I am trying to write a regex to split a string into what I call 'terms' (e.g. words, numbers, and surrounding spaces) and 'logical operators' (e.g. <AND, &>, <OR, |>, <NOT,-,~>, <(,{,[,),},]>). For this question, we can ignore the alternative symbols for AND, OR, and NOT, and grouping is just with '(' and ')'.
For example:
Frank and Bob are nice AND NOT (Henry is good OR Sam is 102 years old)
should be split into this Python list:
["Frank and Bob are nice", "AND", "NOT", "(", "Henry is good", "OR", "Sam is 102 years old", ")"]
My code:
pattern = r"(NOT|\-|\~)?\s*(\(|\[|\{)?\s*(NOT|\-|\~)?\s*([\w+\s*]*)\s+(AND|&|OR|\|)?\s+(NOT|\-|\~)?\s*([\w+\s*]*)\s*(\)|\]|\})?"
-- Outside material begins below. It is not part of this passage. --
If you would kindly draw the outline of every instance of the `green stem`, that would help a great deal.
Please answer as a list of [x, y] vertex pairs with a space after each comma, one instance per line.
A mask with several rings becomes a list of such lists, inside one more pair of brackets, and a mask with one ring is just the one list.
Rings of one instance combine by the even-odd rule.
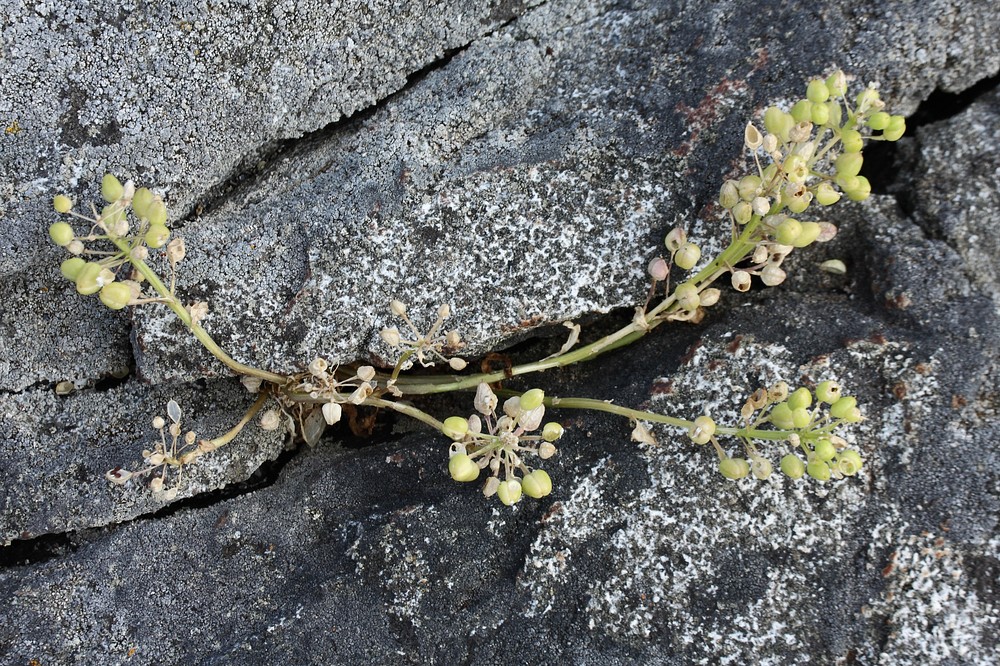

t = re.split(pattern, text)
raw_terms = list(filter(None, t))
The pattern works for this test case, the one above, and others,
NOT Frank is a good boy AND Joe
raw_terms=['NOT', 'Frank is a good boy', 'AND', 'Joe']
but not these:
NOT Frank
raw_terms = ['NOT Frank']
NOT Frank is a good boy
raw_terms=['NOT Frank is a good boy']
I have tried changing the two \s+ to \s*, but not all test cases passed. I am not a regex expert (this one is the most complicated one I have tried).
I am hoping someone can help me understand why these two test cases fail, and how to fix the regex so all the test cases pass.
Thanks,
Mark